Aug
8
2007

In addition to protecting patient health, veterinary professionals must ensure that personal and financial data – which can include a client’s social security number and bank account information – are secure. Failure to do so is tantamount to a breach of confidentiality, said Sue Gray, who talked about medical insurance theft during the American Veterinary Medical Association conference last month.

All data collected by veterinary clinics should be behind firewalls and encrypted, a service not provided by many office programs, Gray said.

Similar to identity theft, medical identity theft – also called health insurance abuse – is increasingly common in health care fields.
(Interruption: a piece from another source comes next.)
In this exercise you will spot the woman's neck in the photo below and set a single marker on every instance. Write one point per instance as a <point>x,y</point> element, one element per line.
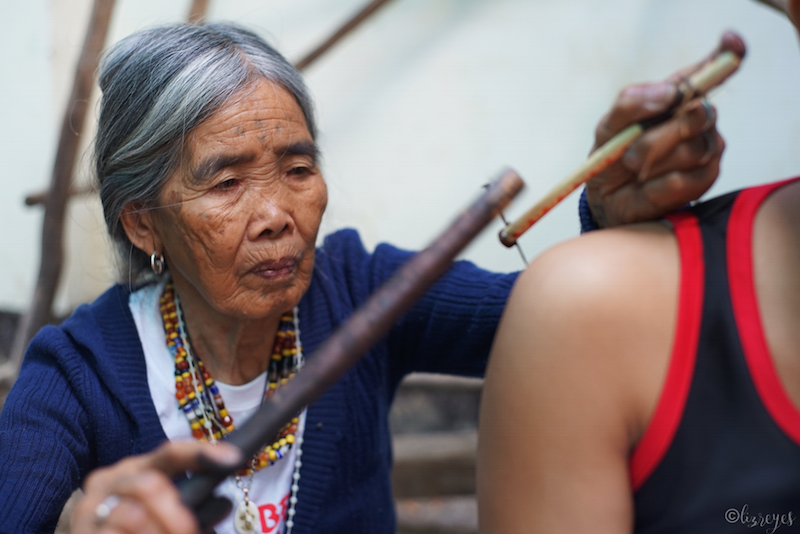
<point>233,350</point>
“If you think it’s not happening in your area you’re sadly mistaken,” said Gray, a registered health information administrator at the University of Tennessee College of Veterinary Medicine. Gray participates on the state’s Identity Theft Task Force and told veterinary professionals that the crime is almost always perpetrated by a friend or relative who does not have health insurance, and it frequently involves current or former employees of health care clinics.

Within veterinary clinics, employees should have limited access to personal and financial information about pet owners. In fact, Gray suggests not keeping financial data in patient files and encourages veterinary professionals to keep credit card receipts in a locked storage area.

Using the human medical field as a reference point, Gray encourages protocols that forbid employees to leave client files unattended and to keep computer screens turned away from public view. In addition, employees should not discuss patient or client issues in open areas within the clinic. “You do not know who your audience is,” Gray warned.

She advises professionals to program computers to log-off after certain periods of idleness, establish passwords that are eight characters or longer, and discourage any sharing of passwords. Do not post passwords within the clinic (including desk drawers), and use shredders to discard all patient information, Gray said.

Medical identity theft entails someone using another’s insurance to cover his/her medical expenses and can cost medical providers hundreds if not thousands of dollars.

It can also damage a clinic’s reputation, Gray added. “The general consensus may be, ‘well, if they can’t even protect a client’s information, why should I entrust them with my pet’s health?’”

Once a person files a claim with your information it affects personal records and can influence eligibility for jobs and other areas of your life, Gray said during the July 18, 2007, presentation. Consider a scenario in which someone uses your medical insurance to file a claim for drug or alcohol addiction treatment.

To protect clients and practices, Gray suggests that front office personnel ask for photo identification when accepting payment and, on a basic level, make sure that clients know it is illegal to share insurance information for people and pets, she said.